All day
Across multiple sectors, including health, environmental management, and economics, decision makers are faced with making choices that affect society writ large. These choices require the decision makers to synthesize information from varying sources, handle uncertainty, and weigh competing benefits and costs, often within complex environments. To handle this challenge, many decision makers delegate information processing to experts. These experts and decision makers are often embedded in institutions, with institutional structures varying in terms of factors including hierarchy, size, and adaptability. From a design standpoint, while expert-decision maker dynamics may be difficult to intervene upon, institutions offer a promising means to structurally direct multiagent systems towards desired social objectives.
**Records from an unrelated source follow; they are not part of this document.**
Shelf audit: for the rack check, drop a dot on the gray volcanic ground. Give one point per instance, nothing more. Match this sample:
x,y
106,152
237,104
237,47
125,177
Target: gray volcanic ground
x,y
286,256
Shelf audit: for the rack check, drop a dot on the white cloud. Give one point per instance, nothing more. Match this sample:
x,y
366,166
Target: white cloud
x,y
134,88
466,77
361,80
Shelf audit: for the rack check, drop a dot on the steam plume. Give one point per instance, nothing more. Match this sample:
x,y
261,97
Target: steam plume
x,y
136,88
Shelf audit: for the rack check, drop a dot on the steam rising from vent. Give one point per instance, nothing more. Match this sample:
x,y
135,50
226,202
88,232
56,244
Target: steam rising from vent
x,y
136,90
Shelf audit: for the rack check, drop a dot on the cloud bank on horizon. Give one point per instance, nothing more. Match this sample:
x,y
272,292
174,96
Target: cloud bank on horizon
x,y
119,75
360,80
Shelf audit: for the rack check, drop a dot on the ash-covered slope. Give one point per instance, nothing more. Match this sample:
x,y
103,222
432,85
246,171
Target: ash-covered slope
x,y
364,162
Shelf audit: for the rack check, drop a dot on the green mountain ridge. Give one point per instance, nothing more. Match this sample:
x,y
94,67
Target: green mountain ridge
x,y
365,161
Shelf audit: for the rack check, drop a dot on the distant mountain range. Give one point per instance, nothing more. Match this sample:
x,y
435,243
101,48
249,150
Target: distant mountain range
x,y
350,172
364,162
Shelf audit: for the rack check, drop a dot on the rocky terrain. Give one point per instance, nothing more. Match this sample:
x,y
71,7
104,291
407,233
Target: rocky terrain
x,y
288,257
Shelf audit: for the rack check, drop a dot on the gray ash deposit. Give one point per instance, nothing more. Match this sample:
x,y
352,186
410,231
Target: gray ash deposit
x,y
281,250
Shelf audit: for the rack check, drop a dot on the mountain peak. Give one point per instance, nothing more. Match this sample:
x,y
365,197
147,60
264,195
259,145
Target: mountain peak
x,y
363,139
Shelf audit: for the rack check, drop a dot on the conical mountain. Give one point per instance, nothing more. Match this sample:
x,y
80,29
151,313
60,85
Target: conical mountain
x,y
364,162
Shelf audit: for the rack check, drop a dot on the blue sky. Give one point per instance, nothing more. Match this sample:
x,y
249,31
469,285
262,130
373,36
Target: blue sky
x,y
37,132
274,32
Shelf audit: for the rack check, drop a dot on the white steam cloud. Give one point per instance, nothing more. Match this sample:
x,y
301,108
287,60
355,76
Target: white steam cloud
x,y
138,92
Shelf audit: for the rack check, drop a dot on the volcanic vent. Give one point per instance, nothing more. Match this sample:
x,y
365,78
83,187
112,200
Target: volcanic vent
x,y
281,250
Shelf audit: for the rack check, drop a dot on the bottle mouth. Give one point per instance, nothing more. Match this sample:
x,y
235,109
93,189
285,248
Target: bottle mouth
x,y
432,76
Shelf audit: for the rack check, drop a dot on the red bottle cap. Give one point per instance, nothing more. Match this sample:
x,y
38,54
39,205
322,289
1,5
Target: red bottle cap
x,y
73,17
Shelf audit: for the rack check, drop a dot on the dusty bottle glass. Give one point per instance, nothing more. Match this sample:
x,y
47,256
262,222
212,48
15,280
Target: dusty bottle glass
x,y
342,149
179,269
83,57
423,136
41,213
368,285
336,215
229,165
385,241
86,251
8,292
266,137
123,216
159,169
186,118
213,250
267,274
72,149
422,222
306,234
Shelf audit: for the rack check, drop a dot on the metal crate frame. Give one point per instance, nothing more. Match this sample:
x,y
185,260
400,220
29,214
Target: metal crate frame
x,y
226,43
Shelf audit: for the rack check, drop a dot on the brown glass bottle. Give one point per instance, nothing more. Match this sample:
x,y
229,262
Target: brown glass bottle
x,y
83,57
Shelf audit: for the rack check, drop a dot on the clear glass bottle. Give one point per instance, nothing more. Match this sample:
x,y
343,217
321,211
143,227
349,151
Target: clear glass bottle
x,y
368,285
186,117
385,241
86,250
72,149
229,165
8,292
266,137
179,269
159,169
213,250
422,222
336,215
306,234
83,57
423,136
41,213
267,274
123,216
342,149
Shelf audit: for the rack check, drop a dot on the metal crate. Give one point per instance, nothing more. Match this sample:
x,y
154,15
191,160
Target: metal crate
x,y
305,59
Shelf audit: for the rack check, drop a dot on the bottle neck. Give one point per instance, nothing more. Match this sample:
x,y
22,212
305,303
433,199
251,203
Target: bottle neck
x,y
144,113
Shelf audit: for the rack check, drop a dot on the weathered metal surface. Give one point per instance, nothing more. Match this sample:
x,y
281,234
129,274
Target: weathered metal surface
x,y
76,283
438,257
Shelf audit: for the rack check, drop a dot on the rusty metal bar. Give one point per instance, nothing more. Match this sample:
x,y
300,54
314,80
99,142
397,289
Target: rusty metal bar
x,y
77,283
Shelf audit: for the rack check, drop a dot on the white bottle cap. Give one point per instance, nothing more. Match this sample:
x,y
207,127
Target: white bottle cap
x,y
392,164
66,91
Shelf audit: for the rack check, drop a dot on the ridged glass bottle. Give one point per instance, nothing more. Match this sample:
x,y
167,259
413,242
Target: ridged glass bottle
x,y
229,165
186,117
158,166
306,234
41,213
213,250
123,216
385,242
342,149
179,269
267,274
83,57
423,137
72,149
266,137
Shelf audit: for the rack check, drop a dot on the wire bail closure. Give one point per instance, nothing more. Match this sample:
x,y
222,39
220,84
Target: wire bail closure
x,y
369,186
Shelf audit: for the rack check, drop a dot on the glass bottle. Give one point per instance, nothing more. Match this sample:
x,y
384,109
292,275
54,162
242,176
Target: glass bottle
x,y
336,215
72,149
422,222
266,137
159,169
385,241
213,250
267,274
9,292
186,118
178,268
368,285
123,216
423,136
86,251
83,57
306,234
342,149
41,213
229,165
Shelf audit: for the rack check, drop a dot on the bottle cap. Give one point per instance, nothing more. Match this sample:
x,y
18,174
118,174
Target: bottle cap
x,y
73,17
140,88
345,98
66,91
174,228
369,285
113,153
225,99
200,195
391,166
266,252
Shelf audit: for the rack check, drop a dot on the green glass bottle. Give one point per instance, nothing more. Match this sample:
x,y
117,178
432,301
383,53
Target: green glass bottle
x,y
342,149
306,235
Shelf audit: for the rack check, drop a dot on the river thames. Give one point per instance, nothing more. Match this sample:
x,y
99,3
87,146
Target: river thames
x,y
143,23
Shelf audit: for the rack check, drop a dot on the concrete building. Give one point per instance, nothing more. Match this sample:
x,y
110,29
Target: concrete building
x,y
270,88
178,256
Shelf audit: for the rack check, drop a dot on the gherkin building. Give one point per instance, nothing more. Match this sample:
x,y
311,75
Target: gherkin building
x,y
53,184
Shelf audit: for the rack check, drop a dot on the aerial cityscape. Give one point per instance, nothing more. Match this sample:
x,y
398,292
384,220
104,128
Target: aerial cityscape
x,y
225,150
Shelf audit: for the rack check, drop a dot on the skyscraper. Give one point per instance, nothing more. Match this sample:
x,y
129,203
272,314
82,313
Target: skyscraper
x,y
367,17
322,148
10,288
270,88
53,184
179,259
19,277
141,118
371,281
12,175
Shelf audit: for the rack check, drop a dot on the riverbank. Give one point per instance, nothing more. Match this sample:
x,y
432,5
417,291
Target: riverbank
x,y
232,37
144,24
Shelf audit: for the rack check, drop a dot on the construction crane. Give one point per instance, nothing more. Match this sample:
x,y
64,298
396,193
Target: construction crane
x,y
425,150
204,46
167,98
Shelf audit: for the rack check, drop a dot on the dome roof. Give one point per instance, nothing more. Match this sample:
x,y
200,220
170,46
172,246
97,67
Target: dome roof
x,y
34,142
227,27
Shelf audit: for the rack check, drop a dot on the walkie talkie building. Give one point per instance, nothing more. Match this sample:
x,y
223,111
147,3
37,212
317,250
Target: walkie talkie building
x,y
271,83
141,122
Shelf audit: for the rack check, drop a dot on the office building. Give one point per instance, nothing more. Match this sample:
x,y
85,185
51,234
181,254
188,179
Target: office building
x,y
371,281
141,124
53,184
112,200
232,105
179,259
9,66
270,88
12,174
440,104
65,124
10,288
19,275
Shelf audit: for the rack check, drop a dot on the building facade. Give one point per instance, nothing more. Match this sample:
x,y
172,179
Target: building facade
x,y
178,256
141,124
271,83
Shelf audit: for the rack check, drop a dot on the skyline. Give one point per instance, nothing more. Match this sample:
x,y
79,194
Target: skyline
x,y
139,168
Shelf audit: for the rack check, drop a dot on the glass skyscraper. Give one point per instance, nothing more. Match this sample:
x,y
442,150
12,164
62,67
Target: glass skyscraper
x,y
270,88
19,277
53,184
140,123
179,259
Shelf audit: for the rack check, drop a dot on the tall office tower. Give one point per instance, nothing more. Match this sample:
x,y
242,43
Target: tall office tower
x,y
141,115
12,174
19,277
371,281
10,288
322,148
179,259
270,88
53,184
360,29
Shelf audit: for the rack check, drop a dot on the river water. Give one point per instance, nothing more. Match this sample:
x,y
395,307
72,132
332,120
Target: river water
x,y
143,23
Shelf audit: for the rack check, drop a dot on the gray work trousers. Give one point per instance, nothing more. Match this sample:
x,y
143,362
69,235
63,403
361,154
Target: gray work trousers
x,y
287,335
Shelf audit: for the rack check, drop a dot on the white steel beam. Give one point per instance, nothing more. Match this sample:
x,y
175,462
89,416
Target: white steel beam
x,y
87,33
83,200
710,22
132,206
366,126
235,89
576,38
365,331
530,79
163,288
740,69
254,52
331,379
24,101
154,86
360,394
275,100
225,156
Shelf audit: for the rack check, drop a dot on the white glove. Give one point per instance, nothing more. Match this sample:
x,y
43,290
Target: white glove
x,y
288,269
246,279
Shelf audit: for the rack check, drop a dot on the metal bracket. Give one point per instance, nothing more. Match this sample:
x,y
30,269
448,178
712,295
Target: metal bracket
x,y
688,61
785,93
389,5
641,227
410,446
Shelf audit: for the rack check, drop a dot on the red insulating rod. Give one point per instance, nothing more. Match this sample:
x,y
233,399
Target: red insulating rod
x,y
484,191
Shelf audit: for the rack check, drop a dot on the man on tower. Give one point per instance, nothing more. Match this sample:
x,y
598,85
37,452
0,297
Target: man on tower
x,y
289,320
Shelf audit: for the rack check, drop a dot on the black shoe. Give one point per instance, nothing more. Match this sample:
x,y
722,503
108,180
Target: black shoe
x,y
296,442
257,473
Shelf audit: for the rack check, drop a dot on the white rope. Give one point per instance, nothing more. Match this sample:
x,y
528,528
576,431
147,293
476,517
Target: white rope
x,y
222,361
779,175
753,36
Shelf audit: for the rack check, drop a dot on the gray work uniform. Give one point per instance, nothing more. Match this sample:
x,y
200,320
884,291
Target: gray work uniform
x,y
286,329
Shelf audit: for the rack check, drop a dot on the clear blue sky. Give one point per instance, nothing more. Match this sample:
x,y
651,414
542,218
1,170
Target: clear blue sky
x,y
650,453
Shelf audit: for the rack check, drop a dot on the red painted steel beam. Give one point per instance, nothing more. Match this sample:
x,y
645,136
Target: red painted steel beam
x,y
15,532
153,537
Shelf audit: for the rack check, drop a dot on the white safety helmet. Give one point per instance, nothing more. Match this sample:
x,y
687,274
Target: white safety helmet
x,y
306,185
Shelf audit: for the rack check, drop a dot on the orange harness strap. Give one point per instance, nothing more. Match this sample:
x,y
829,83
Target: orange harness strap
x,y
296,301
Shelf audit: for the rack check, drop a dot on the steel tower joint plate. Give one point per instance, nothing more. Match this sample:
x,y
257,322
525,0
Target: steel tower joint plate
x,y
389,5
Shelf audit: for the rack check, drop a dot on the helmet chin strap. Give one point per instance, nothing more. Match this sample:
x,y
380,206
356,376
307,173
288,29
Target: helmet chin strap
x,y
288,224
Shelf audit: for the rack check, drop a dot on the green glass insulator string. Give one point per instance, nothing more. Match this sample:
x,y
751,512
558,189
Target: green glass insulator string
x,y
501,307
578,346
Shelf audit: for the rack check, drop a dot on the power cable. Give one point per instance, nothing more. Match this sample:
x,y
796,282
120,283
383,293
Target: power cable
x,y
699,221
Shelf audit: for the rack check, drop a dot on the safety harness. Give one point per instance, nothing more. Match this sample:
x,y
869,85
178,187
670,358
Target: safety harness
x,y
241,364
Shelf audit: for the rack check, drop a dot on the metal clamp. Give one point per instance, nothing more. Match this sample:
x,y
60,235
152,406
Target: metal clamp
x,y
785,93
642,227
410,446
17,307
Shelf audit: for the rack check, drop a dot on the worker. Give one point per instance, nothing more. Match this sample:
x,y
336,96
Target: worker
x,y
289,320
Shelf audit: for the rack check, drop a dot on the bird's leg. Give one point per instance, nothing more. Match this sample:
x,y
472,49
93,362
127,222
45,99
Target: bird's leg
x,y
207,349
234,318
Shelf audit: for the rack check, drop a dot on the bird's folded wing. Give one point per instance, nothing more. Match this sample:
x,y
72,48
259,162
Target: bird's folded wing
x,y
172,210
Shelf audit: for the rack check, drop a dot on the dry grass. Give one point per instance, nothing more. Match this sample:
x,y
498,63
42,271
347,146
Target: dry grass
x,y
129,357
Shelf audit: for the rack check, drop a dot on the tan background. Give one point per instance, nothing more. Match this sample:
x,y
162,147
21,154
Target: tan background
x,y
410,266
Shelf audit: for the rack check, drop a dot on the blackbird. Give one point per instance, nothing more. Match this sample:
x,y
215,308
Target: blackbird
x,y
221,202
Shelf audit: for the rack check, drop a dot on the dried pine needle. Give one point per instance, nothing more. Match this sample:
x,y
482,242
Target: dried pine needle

This meeting brings together researchers to understand how institutional designs affect the robustness of desired social objectives in expert-decision maker systems. We will develop a theoretical model using dynamical systems, game theory, and network science, which will be motivated by qualitative knowledge and empirically validated using one or more case studies. We will develop (i) a theoretical framework for conceptualizing expert-decision maker systems dynamically, (ii) a typology of policy problems that rely on expert-decision maker systems, (iii) test the model with data from public goods problems to operationalize the framework, and (iv) provide insights on tradeoffs for varying institutional structures across scales. This research will offer insights to the following questions: how can differences in institutional structures among experts lead to vastly different outcomes in decision making? and how could institutional structures be optimized to benefit the public good?